Corporate sector contributes Rs3,061 billion in income tax for FY2023-24


ISLAMABAD: According to a recent report from the Federal Board of Revenue (FBR), the corporate sector contributed Rs3,061 billion in income tax for the fiscal year 2023-24. The report outlines the distribution of tax revenues for the year, showcasing the performance of various segments.

Corporate tax revenues were the highest, amounting to Rs3,061 billion, followed by individual taxpayers at Rs1,119 billion, and associations of persons (AOPs) contributing Rs353 billion. This demonstrates the FBR’s success in promoting balanced tax contributions and improving compliance among taxpayers.

The revenue performance for FY 2023-24 indicates significant achievements for the FBR across various tax instruments, especially in direct taxes, which exceeded their revised targets by a considerable margin.

Direct taxes achieved 121.8 percent of their target, with income tax collections at 121.2 percent and capital value tax (CVT) exceeding expectations at 125.2 percent. Notably, collections for the Workers Welfare Fund (WWF) and the Workers Profit Participation Fund (WPPF) were especially remarkable, achieving 196.8 percent of their target, highlighting the FBR’s improved capacity to capture these revenue streams.

While sales tax collections (85.6 percent) and Customs duties (83.4 percent) fell short of their respective targets, they still made significant contributions to the overall revenue.

The Federal Excise Duty (FED) collections remained steady, reaching 96.2 percent of the target, demonstrating resilience in challenging conditions. Collectively, these results underscore the FBR’s commitment to maintaining a diverse and robust revenue base, which is essential for fiscal sustainability and economic growth.

Additionally, during the fiscal year 2023-24, the Customs Duty figures included a ‘Special Customs Duty’ of nearly Rs21.3 billion, levied as Export Development Surcharge (EDS) under Section 11 of the Finance Act 1991, as amended by an SRO issued by the Ministry of Finance on January 4, 2003.
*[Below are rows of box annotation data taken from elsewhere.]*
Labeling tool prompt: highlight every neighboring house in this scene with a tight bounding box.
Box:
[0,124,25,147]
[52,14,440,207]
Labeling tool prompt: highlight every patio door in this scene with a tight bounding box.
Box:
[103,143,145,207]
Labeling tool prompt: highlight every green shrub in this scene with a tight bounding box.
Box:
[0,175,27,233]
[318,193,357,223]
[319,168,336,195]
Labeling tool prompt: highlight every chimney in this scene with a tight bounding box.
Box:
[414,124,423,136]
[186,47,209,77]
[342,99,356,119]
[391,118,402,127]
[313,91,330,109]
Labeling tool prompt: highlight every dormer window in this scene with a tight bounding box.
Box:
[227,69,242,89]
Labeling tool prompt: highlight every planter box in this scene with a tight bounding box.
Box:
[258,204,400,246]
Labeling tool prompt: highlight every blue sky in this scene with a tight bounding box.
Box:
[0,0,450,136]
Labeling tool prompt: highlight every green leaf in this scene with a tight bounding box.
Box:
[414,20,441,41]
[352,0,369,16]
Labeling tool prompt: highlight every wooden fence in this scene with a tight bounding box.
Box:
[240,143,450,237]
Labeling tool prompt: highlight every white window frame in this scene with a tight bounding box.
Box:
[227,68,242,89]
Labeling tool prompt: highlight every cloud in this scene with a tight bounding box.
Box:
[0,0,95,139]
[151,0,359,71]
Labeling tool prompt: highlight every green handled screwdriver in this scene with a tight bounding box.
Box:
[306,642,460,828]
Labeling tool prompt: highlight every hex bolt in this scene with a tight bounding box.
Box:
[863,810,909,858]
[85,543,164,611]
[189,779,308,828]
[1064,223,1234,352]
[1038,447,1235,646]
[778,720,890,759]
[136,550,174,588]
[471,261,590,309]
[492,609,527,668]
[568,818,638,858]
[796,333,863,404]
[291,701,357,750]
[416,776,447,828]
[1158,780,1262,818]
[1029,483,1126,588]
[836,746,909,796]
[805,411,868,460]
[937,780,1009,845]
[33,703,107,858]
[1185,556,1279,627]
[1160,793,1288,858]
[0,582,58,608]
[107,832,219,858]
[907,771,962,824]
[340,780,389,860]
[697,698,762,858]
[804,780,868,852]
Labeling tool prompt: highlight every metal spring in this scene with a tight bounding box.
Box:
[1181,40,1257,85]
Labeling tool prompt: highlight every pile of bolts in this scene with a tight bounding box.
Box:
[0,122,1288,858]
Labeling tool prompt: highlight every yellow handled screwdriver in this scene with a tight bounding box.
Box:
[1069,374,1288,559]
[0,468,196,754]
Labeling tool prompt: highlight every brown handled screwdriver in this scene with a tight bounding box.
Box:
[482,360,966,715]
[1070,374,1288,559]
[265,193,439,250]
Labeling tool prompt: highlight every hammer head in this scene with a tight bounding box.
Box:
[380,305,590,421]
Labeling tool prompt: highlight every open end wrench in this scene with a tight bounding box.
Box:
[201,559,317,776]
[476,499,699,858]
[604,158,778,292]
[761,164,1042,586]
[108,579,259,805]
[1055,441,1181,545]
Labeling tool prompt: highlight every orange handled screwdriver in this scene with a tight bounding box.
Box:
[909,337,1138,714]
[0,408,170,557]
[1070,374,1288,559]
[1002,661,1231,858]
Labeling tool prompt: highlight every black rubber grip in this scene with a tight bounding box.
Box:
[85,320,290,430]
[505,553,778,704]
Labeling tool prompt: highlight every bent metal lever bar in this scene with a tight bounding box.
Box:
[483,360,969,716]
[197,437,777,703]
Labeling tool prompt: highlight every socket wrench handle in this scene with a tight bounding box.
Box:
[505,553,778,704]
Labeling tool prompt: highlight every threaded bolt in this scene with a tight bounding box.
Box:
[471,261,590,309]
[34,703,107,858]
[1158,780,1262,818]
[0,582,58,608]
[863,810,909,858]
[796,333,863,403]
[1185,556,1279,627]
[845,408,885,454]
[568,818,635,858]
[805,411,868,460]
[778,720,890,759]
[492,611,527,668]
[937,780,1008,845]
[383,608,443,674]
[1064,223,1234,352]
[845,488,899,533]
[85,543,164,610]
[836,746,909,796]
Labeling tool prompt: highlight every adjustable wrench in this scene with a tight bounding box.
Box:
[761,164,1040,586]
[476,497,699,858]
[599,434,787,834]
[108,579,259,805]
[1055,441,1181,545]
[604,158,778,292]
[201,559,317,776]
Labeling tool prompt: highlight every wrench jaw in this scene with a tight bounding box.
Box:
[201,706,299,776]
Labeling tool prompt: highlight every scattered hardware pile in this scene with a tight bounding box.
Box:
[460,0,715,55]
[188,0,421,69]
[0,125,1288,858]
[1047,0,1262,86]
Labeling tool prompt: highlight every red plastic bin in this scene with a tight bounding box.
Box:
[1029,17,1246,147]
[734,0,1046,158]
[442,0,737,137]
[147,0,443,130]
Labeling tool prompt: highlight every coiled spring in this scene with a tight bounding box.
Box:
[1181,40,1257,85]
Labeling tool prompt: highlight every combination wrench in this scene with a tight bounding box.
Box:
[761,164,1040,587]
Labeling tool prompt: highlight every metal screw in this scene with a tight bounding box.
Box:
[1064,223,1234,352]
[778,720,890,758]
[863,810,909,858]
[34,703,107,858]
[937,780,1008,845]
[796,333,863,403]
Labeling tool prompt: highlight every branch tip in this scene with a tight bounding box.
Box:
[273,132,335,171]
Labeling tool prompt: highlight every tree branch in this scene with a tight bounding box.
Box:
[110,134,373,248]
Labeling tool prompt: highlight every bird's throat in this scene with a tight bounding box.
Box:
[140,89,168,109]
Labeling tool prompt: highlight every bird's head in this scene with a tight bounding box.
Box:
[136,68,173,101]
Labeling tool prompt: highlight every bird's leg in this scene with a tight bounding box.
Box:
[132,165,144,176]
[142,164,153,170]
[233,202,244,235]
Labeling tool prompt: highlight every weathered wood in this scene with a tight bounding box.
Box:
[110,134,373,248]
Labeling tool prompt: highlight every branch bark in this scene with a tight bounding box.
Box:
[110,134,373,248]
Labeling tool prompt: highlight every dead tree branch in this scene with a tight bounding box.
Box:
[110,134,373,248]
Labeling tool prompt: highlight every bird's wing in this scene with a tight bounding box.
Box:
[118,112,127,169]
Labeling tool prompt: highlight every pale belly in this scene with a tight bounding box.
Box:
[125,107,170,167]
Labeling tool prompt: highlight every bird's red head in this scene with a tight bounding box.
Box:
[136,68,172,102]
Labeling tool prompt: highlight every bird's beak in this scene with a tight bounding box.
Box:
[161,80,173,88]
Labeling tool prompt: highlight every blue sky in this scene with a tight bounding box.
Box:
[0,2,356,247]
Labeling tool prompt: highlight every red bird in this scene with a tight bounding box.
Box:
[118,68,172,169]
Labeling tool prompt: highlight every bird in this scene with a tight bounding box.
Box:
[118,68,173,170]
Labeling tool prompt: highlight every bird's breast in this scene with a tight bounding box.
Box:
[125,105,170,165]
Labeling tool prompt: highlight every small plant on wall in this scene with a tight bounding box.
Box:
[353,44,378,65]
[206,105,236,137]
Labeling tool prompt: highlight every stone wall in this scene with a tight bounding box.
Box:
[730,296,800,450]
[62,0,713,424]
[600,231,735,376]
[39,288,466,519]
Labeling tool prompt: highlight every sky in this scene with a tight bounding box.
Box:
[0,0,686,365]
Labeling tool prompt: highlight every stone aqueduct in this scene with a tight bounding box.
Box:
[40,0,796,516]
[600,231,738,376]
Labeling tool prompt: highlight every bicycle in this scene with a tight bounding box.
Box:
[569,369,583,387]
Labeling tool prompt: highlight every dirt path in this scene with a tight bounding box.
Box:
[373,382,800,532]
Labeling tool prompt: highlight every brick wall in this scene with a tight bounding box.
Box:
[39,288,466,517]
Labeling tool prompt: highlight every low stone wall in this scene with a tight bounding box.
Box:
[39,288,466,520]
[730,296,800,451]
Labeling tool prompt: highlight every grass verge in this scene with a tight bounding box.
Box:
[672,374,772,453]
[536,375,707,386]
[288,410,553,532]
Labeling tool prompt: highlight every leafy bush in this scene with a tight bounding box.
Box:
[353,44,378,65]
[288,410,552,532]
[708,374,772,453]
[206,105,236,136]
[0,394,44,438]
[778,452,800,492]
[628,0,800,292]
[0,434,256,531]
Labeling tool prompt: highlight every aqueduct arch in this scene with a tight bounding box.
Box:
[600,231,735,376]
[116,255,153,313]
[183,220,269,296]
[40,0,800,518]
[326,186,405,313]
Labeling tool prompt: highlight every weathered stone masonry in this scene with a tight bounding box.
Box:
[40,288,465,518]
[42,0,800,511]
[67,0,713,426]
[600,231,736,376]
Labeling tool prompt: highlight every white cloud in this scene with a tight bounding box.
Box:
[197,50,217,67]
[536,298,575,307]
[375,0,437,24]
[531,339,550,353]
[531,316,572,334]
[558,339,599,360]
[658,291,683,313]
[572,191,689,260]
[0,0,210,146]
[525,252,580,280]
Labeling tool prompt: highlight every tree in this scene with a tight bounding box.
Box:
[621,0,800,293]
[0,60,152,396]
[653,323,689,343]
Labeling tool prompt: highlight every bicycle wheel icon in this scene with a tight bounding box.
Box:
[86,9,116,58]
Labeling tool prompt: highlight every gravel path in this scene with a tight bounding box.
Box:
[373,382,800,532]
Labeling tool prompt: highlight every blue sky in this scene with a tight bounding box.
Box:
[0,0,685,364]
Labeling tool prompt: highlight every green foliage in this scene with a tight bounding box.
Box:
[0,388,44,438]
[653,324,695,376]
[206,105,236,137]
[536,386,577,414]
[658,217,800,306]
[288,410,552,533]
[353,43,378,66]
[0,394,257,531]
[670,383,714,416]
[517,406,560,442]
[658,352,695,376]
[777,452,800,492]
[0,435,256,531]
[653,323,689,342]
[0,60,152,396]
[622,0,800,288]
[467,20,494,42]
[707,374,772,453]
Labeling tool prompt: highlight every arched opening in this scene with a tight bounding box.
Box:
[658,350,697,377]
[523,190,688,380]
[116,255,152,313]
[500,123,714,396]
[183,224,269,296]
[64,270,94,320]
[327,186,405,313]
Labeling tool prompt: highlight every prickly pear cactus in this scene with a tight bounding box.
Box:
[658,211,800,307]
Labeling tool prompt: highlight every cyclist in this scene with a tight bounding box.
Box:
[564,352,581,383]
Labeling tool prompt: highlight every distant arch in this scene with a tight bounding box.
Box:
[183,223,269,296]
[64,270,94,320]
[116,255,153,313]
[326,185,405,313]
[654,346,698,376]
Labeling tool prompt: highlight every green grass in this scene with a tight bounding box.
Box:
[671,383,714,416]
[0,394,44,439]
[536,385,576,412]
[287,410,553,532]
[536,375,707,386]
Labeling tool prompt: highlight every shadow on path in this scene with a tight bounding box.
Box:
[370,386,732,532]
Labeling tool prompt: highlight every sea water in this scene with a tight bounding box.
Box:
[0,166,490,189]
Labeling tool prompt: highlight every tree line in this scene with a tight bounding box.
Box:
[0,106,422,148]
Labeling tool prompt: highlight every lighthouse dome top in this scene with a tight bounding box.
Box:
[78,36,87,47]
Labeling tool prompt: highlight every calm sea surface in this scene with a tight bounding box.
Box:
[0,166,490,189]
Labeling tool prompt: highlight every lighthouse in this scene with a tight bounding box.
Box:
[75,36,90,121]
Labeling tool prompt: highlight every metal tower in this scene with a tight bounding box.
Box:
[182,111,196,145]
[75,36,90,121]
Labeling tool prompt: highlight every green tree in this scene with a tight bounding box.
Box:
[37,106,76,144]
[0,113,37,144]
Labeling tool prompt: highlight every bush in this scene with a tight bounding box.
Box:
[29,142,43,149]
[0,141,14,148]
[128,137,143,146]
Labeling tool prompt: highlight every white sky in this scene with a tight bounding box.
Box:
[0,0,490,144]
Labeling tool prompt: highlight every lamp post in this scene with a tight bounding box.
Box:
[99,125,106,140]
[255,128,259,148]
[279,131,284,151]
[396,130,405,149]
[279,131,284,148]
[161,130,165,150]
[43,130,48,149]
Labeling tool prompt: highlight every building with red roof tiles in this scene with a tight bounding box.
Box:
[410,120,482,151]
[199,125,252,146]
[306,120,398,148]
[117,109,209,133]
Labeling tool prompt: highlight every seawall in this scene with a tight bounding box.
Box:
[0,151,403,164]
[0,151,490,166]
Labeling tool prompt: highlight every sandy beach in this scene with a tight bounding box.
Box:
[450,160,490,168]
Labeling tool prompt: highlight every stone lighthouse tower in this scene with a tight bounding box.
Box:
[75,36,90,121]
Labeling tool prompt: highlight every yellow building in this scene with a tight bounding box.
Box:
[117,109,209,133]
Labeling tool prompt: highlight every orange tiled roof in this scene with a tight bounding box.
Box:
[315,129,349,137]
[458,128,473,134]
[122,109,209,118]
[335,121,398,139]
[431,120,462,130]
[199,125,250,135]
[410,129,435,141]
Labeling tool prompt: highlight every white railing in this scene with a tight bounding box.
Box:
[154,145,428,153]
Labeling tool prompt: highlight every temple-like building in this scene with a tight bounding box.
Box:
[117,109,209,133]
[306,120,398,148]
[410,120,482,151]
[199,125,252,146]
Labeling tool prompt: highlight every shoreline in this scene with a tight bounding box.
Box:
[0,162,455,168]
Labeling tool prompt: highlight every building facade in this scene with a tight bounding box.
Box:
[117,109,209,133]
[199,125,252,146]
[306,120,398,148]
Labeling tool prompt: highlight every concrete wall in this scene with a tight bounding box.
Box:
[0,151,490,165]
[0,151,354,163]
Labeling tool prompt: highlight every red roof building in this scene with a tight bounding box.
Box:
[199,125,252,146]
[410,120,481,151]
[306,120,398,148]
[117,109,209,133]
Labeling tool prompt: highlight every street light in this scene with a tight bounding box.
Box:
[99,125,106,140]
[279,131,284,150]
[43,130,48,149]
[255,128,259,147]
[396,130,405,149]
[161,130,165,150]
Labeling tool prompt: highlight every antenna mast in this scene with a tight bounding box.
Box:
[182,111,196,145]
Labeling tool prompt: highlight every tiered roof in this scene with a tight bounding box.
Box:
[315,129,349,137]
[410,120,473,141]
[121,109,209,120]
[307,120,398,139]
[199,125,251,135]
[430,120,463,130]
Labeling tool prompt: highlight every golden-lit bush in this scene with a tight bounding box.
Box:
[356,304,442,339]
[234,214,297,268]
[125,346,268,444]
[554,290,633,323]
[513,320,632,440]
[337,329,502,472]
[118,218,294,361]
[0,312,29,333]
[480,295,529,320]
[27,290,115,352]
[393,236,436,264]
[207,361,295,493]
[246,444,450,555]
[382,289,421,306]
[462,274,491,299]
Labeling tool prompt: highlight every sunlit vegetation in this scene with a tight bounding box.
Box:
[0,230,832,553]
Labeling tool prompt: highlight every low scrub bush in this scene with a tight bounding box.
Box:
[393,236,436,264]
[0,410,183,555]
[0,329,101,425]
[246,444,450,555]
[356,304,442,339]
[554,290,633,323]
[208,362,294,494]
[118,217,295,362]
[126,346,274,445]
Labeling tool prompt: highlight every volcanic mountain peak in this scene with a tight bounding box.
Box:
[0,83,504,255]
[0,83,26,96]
This collection is part of Customs Duties and has been reconciled by the FBR with the Accountant General of Pakistan Revenue (AGPR) under account head B-02203 (Receipts).

However, amendments made to the Export Development Fund (EDF) Act 1999 by the Finance Act 2022 state that the EDF will comprise “all receipts from the Export Development Surcharge.”

As a result, the EDS is now directly transferred by the State Bank of Pakistan (SBP) to the EDF account. This amendment has created some ambiguity, leading to a lack of reconciliation between the FBR and AGPR. The issue remains under discussion between the two entities as per a letter from the Finance Division dated January 25, 2024.